A high-throughput HPLC-MS/MS method was developed and validated for the determination of four antihypertensive drugs including metoprolol tartrate, hydrochlorothiazide, nifedipine, and valsartan in rat plasma. The Sprague-Dawley rats were randomly divided into three groups: A Group: gastric-administration of metoprolol tartrate, hydrochlorothiazide, nifedipine, or valsartan; B Group: a single intravenous injection of SXT, then dosing as the A group; C Group: daily injection of SXT through the tail vein for 8 consecutive days and dosing as the A group on the eighth day. For metoprolol tartrate and valsartan, blood samples were collected before administration and at time points 0.03, 0.08, 0.17, 0.25, 0.5, 1, 2, 4, 6, 8, 10, 12, and 24 h from the fossa orbitalis vein. For hydrochlorothiazide and nifedipine, the time points were 0, 0.08, 0.17, 0.25, 0.5, 0.75, 1, 2, 4, 6, 8, 10, 12, and 24 h. The plasma samples containing different individual antihypertensive drug were mixed and prepared by protein precipitation with methanol.

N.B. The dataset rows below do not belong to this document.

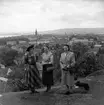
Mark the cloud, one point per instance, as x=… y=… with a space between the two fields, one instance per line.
x=27 y=15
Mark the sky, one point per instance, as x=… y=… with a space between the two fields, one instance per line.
x=28 y=15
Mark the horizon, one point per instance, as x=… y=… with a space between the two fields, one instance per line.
x=48 y=30
x=18 y=16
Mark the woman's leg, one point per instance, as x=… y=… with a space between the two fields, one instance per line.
x=48 y=88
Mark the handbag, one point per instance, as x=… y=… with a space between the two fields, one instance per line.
x=72 y=70
x=51 y=68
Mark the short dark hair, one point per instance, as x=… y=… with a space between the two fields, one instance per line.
x=29 y=48
x=67 y=46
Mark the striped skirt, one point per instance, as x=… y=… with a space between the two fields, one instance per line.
x=32 y=77
x=47 y=76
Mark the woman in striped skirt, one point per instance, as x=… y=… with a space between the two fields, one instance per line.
x=32 y=74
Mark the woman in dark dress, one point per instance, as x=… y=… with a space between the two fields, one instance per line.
x=32 y=74
x=47 y=61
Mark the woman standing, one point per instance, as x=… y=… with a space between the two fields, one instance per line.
x=47 y=75
x=67 y=61
x=32 y=74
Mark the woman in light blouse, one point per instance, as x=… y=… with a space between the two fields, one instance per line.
x=47 y=61
x=67 y=60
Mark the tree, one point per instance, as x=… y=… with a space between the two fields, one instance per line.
x=7 y=56
x=79 y=49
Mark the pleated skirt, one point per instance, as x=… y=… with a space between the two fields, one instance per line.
x=32 y=77
x=47 y=76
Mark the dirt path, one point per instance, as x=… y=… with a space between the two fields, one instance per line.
x=55 y=97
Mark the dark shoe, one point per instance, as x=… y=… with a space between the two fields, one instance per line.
x=48 y=89
x=67 y=93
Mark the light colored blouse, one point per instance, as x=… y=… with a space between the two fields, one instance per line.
x=47 y=58
x=67 y=59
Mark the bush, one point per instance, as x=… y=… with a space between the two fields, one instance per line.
x=86 y=64
x=7 y=56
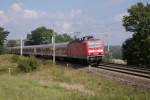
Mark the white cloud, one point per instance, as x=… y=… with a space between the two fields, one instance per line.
x=33 y=14
x=16 y=7
x=119 y=17
x=30 y=14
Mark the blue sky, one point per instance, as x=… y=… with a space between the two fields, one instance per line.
x=101 y=18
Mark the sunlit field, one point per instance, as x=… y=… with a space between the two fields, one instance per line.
x=55 y=82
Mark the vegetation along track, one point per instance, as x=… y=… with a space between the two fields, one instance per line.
x=141 y=72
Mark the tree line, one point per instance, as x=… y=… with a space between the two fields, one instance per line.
x=135 y=50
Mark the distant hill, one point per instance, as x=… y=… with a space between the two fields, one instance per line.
x=116 y=51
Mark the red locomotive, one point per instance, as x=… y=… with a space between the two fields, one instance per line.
x=87 y=50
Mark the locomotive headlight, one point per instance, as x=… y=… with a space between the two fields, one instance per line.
x=91 y=51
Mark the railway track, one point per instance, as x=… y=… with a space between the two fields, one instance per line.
x=140 y=72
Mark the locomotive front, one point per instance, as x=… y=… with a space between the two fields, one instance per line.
x=95 y=51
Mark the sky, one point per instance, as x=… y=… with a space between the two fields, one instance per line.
x=100 y=18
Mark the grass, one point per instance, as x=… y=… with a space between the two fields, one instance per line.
x=58 y=83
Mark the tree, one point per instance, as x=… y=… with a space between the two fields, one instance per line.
x=42 y=35
x=3 y=35
x=63 y=38
x=136 y=50
x=12 y=43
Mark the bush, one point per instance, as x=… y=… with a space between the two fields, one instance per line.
x=27 y=64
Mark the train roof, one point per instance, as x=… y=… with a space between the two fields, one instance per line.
x=43 y=45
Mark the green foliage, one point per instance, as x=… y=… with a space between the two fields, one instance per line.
x=43 y=35
x=26 y=64
x=3 y=35
x=136 y=50
x=12 y=43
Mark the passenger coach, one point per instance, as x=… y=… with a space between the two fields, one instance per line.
x=87 y=50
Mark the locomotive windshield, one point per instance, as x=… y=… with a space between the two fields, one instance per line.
x=94 y=45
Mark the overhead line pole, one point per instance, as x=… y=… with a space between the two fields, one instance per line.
x=53 y=42
x=21 y=46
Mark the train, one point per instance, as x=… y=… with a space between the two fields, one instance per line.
x=86 y=50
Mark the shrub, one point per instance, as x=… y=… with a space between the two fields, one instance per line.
x=27 y=64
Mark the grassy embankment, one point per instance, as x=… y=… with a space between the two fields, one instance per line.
x=58 y=83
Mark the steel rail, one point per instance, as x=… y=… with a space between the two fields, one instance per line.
x=125 y=71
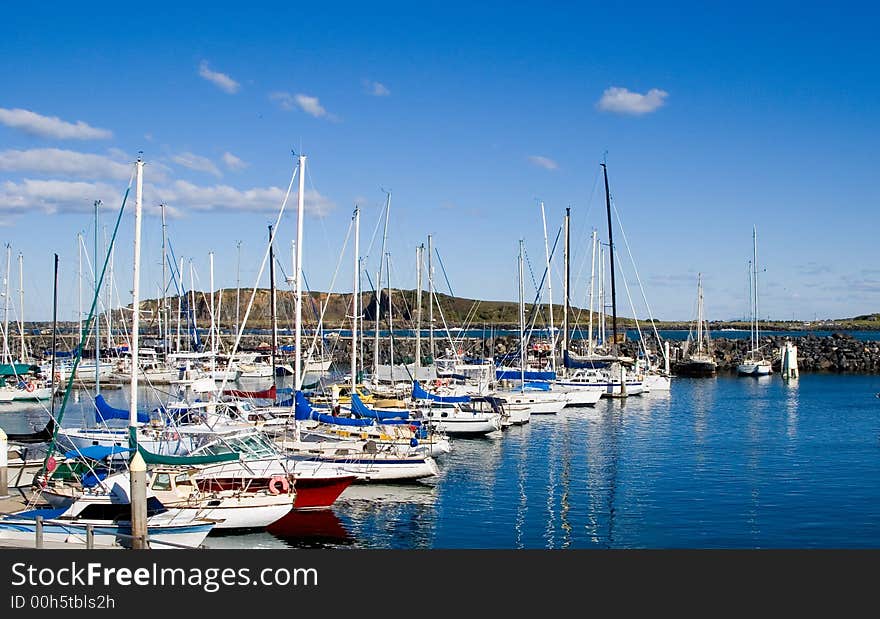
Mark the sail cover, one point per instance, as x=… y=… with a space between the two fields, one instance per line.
x=305 y=411
x=420 y=394
x=104 y=411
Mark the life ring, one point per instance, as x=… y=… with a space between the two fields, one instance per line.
x=275 y=481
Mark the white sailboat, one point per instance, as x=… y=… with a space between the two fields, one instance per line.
x=754 y=363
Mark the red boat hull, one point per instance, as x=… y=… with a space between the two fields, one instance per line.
x=319 y=492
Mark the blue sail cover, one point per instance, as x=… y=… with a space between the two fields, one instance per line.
x=361 y=410
x=104 y=411
x=420 y=394
x=514 y=374
x=304 y=411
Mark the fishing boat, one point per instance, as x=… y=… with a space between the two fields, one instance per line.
x=754 y=363
x=108 y=514
x=698 y=360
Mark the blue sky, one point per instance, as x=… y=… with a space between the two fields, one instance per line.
x=713 y=118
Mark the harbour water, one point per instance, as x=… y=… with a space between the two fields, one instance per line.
x=715 y=463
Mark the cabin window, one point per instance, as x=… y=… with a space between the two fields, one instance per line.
x=162 y=482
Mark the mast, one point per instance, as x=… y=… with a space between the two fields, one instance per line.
x=522 y=322
x=238 y=288
x=755 y=281
x=98 y=306
x=354 y=297
x=164 y=282
x=549 y=290
x=699 y=313
x=6 y=352
x=21 y=306
x=300 y=209
x=592 y=286
x=379 y=294
x=390 y=316
x=418 y=362
x=272 y=310
x=213 y=320
x=179 y=301
x=566 y=291
x=431 y=298
x=54 y=334
x=135 y=305
x=611 y=254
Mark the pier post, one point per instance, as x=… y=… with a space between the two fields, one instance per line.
x=4 y=464
x=138 y=472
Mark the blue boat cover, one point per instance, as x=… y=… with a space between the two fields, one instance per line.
x=361 y=410
x=305 y=411
x=96 y=452
x=104 y=411
x=514 y=374
x=420 y=394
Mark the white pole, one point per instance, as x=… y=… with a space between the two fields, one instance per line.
x=592 y=286
x=213 y=320
x=6 y=352
x=549 y=289
x=300 y=209
x=418 y=362
x=21 y=305
x=354 y=297
x=135 y=304
x=379 y=294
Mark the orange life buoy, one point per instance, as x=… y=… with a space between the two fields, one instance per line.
x=277 y=480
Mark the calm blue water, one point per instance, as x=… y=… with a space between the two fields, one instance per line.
x=717 y=463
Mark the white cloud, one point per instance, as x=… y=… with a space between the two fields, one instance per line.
x=221 y=80
x=197 y=163
x=377 y=89
x=234 y=163
x=543 y=162
x=624 y=101
x=64 y=162
x=308 y=104
x=51 y=126
x=51 y=196
x=184 y=194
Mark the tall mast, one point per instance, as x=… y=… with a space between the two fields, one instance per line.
x=164 y=281
x=54 y=334
x=213 y=319
x=390 y=316
x=300 y=210
x=98 y=306
x=549 y=290
x=21 y=306
x=566 y=291
x=6 y=353
x=431 y=297
x=592 y=287
x=418 y=362
x=755 y=266
x=699 y=312
x=135 y=304
x=355 y=296
x=272 y=309
x=379 y=293
x=611 y=254
x=522 y=321
x=238 y=289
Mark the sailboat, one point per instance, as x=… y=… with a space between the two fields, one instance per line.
x=700 y=362
x=754 y=363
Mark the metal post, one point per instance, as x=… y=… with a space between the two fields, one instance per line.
x=4 y=463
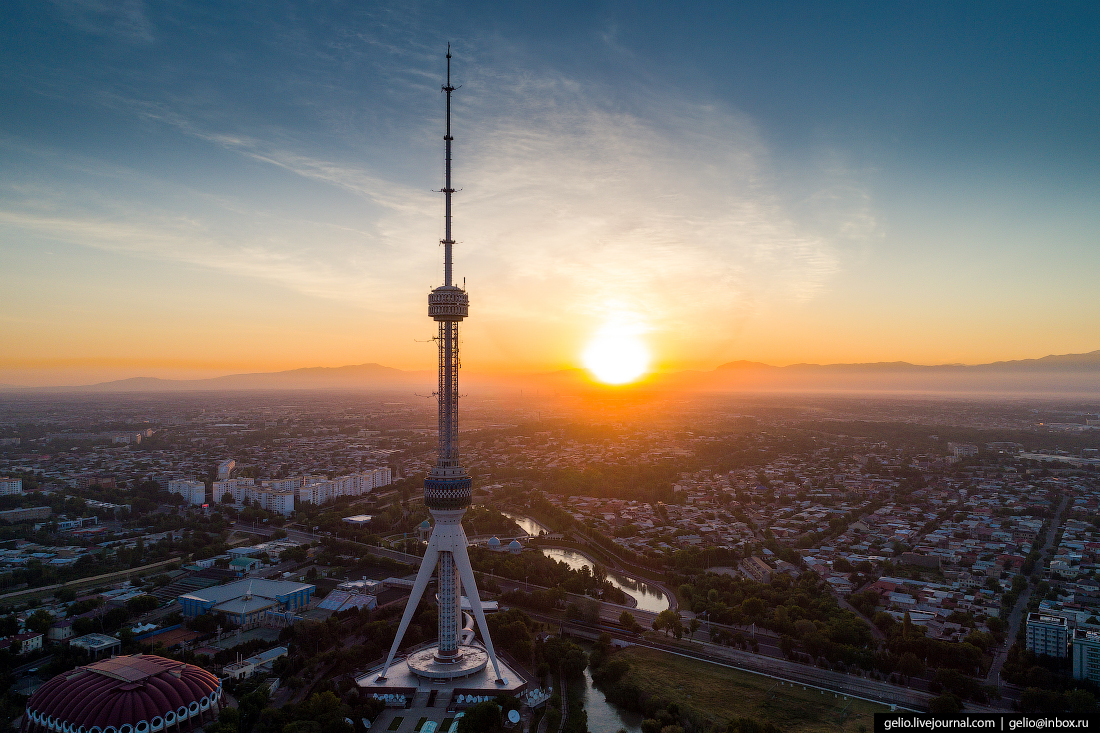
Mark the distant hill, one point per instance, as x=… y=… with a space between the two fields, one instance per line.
x=1075 y=373
x=358 y=376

The chromatographic separation was performed on an Agilent Eclipse Plus C18 column (2.1 mm×100 mm, 3.5 µm) using gradient elution with mobile phase consisting of acetonitrile and water (containing 0.1% formic acid). The flow rate was 0.3 mL/min. The detection was accomplished on a tandem mass spectrometer with an electrospray ionization (ESI) source by multiple reaction monitoring (MRM) in both positive and negative modes. The method was successfully applied to a pharmacokinetic interaction study of Shuxuetong injection on the antihypertensive drugs. The results suggested that SXT could increase the total amount of metoprolol tartrate and nifedipine in plasma and showed little influence on the pharmacokinetic behaviors of hydrochlorothiazide and valsartan.